世界の果てに - 百年の光 -
冷たい石の廊下に、コツコツと響く無機質な足音。
いっそのこと倒れ込んで、進むのを遅らせようと思ったけど、国王の力が思ったより強く、そうはさせてくれなかった。
だから。あたしにできる精一杯の抵抗は、口を開くことだけ。
「…どうして、自分達の力で解決しようとしないの?調べる方法なんか、国王ならいくらだってあるでしょ?」
「………」
「こんな方法で世界を救うなんて、バカバカしいって思わないの?」
「………」
反応は何もないけど、あたしの叫びは届いてると、そう信じたい。
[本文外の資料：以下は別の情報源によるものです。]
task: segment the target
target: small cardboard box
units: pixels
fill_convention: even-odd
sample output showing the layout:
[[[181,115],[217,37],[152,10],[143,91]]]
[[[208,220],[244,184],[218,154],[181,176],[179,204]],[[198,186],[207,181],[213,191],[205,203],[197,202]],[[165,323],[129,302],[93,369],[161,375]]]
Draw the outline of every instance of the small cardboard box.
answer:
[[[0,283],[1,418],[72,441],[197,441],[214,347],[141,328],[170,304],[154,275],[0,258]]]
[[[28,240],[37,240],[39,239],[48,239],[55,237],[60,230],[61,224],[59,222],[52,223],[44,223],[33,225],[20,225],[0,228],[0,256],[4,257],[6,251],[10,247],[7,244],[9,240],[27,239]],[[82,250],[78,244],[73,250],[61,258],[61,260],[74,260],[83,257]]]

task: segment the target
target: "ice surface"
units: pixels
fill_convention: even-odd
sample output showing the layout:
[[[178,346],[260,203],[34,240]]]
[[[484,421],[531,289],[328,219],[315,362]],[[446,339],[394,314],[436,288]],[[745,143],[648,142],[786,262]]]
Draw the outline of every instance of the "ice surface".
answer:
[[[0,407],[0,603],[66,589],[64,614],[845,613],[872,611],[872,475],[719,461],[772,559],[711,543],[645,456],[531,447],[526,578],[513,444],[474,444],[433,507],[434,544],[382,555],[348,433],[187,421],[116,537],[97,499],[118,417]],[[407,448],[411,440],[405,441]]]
…だって。
「あなたは、この国が…この世界が、好きなんでしょ…!?」
ーーーコツ…
あたしの言葉を聞いて、初めて国王が立ち止まった。
振り返ってはくれなかったけど、その心に届いていたのは明白で。
…けど、聞こえてきたのは感情を押し殺したような無機質な声だった。
「ーーーだから君を連れてきたんだ」
「……っ!」
いつの間にか辿り着いていた、目の前にある大きな石の扉。
国王は躊躇いなくその扉を押すと、重たい音を立て、ゆっくりと視界が開ける。
その先の光景に、あたしは一瞬呼吸を忘れた。